Accolades

"The Few"

By Prime Minister Winston Churchill

August 20th 1940 – House of Commons

On August 15, the crisis of the battle of Britain was reached. All the resources of Fighter Command in the South was used. The most difficult and dangerous period of the Battle of Britain was between August 24 and September 6, when the German attack was directed against the R.A.F airfields in the South of England with considerable success. In this speech Churchill coined the phrase, "The Few" to describe the R.A.F figher-pilots. The phrase stuck.

"The gratitude of every home in our Island, in our Empire, and indeed throughout the world, except in the abodes of the guilty, goes out to the British airmen who, undanted by odds, unwearied in their constant challenge and mortal danger, are turning the tide of the World War by thier prowess and by their devotion. Never in the field of human conflict was so much owed by so many to so few.
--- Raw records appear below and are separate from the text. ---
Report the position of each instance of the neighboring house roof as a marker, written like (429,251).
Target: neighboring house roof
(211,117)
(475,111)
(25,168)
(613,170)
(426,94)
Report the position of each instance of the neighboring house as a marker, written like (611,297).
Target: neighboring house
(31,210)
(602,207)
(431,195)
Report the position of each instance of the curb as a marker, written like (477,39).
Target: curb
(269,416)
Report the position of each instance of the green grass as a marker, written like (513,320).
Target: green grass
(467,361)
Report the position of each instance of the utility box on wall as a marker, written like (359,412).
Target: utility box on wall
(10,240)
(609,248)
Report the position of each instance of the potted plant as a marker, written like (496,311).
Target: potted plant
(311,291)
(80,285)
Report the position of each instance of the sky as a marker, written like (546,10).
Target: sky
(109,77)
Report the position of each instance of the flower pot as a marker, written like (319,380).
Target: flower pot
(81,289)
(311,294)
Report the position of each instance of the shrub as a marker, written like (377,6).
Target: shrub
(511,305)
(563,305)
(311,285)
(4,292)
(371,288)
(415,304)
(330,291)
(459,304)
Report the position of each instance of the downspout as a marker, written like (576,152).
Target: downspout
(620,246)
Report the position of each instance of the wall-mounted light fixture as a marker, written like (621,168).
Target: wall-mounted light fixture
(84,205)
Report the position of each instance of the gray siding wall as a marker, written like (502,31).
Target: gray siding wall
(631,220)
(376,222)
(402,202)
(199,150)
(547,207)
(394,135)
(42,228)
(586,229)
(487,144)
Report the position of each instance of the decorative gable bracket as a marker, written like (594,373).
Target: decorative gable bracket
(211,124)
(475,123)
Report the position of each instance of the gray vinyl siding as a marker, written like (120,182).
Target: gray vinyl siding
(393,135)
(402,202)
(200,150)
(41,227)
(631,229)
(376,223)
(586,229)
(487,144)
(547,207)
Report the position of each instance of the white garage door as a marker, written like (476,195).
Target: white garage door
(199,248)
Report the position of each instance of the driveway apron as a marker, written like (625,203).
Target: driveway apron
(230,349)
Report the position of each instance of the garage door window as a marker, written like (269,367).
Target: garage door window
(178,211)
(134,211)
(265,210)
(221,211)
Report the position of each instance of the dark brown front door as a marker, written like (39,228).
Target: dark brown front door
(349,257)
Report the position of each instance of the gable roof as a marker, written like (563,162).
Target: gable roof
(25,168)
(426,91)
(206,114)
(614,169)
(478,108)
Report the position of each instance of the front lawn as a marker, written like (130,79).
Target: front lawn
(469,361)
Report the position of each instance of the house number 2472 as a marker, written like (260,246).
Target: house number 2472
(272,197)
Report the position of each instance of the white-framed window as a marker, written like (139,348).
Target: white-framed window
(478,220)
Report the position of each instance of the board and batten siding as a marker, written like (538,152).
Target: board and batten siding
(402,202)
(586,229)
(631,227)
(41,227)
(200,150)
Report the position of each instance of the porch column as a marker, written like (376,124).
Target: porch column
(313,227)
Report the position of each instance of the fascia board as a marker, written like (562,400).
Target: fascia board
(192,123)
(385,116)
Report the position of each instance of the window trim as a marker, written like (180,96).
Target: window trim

All hearts go out to the fighter pilots, whose brilliant actions we see with our own eyes day after day; but we mush never forget that all the time, night after night, month after month, our bomber squadrons travel far into Germany, find their targets in the darkness by the highest navigational skill, aim their attacks, often under the heaviest fire, often with serious loss, with deliberate careful discrimination, and inflict shattering blows upon the whole of the technical and war-making structure of the Nazi power.

On no part of the Royal Air Force does the weight of hte war fall more heavily than on the daylight bombers, who will play an invaluable part in the case of invasion and whose unflinching zeal it has been necessary in the meanwhile on numerous occasions to restrain.
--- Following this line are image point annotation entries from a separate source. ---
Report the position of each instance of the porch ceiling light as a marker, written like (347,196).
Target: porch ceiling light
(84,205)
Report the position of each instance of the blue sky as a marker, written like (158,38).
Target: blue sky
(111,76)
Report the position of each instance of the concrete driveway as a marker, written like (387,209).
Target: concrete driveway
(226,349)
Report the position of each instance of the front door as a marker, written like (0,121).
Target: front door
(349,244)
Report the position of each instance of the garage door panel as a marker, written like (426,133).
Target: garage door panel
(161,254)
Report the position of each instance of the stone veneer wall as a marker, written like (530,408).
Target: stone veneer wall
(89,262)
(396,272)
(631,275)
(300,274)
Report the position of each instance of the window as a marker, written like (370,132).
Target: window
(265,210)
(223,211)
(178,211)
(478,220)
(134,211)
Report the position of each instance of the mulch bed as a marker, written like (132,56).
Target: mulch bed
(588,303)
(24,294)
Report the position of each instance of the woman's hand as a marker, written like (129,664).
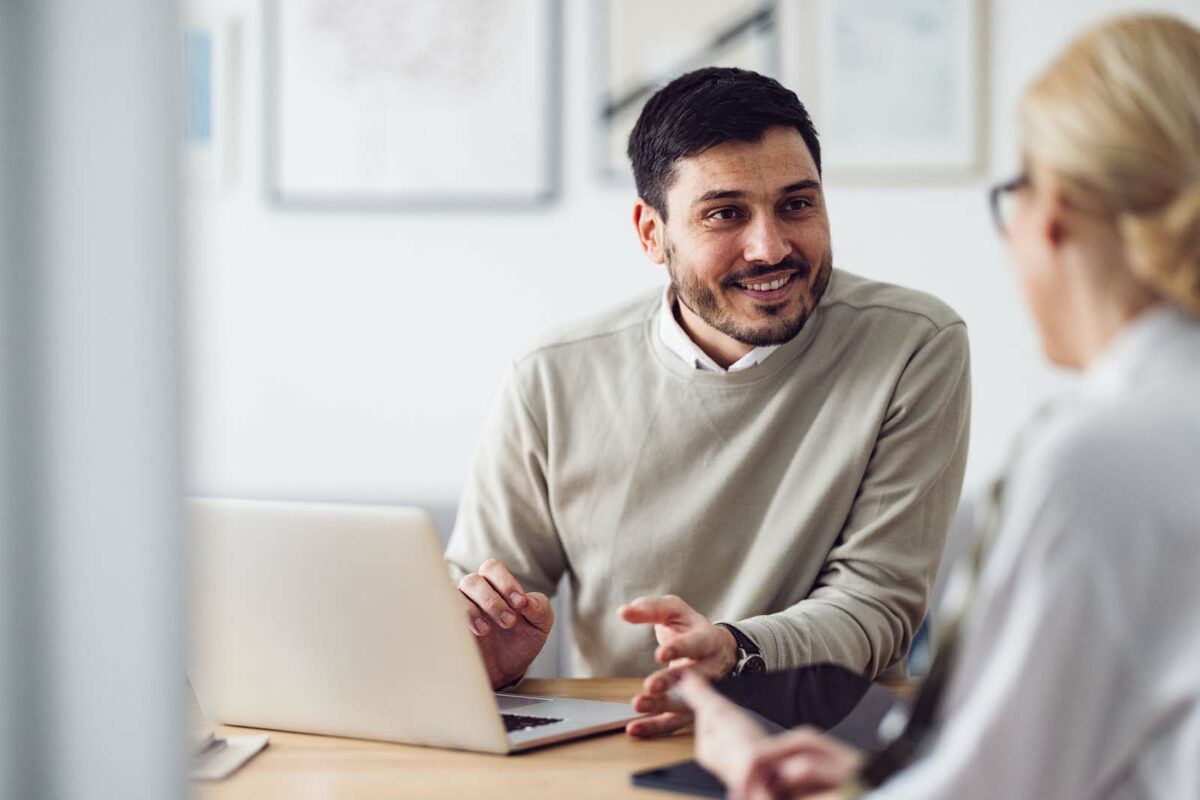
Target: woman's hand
(799,763)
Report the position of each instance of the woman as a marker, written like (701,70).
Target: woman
(1078,668)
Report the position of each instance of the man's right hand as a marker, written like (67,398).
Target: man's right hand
(509,624)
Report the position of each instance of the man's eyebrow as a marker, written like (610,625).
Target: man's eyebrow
(736,194)
(719,194)
(799,186)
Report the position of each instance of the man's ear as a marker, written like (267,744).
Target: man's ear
(651,230)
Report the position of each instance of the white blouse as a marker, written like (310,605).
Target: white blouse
(1080,666)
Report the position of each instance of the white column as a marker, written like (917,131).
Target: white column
(91,578)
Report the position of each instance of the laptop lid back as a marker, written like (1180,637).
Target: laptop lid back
(337,620)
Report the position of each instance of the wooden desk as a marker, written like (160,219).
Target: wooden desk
(301,767)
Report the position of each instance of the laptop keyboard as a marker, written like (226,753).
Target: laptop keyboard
(519,722)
We are able to verify the results of bombing military targets in Germany, not only by reports which reach us through many sources, but also, of course, by photography. I have no hesitation in saying that this process of bombing the military industries and communications of Germany and the air bases and storage depots from which we are attacked, which process will continue upon an ever-increasing scale until the end of the war, and may in another year attain dimensions hitherto undreamed of, affords one at least of the most certain, in not the shortest, of all the roads to victory. Even if the Nazi legions stood triumphant on the Black Sea, or indeed upon the Caspian, even if Hitler was at the gates of India, it would profit him nothing if at the same time the entire economic and scientific apparatus of German war power lay shattered and pulverized at home."